Synthesis and luminescence of Al based double perovskite quantum dots

Abstract

Direct-bandgap AgIn based non-lead double perovskite quantum dots (DPQDs) face the challenge of low photoluminescence quantum yields (PLQYs). To address this issue, approaches such as ion doping and surface passivation have been developed, by which both emission color and intensity have been modulated.
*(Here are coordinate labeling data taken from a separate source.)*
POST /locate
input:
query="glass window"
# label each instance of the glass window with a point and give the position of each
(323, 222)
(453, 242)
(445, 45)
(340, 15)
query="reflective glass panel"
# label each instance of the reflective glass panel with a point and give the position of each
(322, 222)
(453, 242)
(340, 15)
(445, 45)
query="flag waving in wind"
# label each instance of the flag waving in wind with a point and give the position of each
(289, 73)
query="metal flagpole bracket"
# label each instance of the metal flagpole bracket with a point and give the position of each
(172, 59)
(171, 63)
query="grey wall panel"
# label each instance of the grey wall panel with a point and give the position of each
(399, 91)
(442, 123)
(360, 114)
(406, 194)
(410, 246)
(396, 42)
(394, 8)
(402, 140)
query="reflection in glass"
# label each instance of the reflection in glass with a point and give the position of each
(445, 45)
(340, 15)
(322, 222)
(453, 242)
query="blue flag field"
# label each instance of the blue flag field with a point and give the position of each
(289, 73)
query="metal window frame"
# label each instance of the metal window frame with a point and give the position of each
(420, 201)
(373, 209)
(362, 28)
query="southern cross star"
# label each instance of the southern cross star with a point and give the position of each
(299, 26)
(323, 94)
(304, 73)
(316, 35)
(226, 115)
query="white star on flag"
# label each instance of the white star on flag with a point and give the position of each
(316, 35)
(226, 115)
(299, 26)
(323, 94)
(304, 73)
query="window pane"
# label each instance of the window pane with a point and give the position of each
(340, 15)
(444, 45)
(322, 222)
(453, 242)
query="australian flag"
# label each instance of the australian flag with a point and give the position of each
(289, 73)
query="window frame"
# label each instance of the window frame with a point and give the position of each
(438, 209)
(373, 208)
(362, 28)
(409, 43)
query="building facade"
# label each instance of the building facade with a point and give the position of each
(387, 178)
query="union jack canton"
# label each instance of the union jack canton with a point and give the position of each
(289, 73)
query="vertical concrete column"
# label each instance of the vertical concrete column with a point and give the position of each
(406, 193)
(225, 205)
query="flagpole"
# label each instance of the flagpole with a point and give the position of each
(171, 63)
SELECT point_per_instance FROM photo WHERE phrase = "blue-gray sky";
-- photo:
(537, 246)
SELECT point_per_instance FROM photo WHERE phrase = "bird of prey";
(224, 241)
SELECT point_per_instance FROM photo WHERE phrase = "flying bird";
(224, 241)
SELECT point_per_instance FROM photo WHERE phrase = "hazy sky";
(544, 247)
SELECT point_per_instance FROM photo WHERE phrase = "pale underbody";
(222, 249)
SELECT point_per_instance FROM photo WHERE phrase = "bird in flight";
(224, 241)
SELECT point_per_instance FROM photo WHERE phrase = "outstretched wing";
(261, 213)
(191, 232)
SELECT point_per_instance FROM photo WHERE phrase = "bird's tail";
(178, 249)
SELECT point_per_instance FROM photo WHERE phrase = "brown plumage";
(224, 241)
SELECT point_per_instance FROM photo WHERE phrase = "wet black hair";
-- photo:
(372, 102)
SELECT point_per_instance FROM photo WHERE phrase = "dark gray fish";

In this article, we selected (r_Al³⁺ = 0.053) to replace In³⁺ (r_In³⁺ = 0.081 nm) and further used Na⁺ (r_Na⁺ = 0.098 nm) to replace Ag⁺ (r_Ag⁺ = 0.126 nm), resulting in the synthesis of two new types of non-doped DPQDs, i.e. Cs₂AgAlCl₆ and Cs₂NaAlCl₆. The synthesized Al-based DPQDs have a hexagonal polycrystalline structure with average sizes of 8.84 nm and 5.76 nm, respectively. X-ray diffraction (XRD) data indicate the lattice contraction of Cs₂AgAlCl₆ and Cs₂NaAlCl₆ DPQDs in comparison to Cs₂AgInCl₆. X-ray photoelectron spectroscopy (XPS) data indicate the presence of all four elements Cs, Ag/Na, Al and Cl in the QDs. Compared with Cs₂AgInCl₆ DPQDs, replacement of In³⁺ with Al³⁺ increases the PLQY from 1.5% to 7.4% and further to 8.5% when Ag⁺ is further replaced with Na⁺. Doping the Cs₂AgAlCl₆ and Cs₂NaAlCl₆ DPQDs with Bi³⁺ ions further increases the PLQYs to 10.1% and 11.4%, respectively. The PLQY of Cs₂AgAlCl₆ DPQDs is again increased to 10.9% with the use of a ligand mixture of n-trioctylphosphine : oleylamine (40% : 60%). Our results demonstrate that the replacement of In³⁺ with small radius Al³⁺ is an effective strategy to enhance the emission of non-doped pristine direct-bandgap DPQDs and open an avenue for designing new types of DPQDs.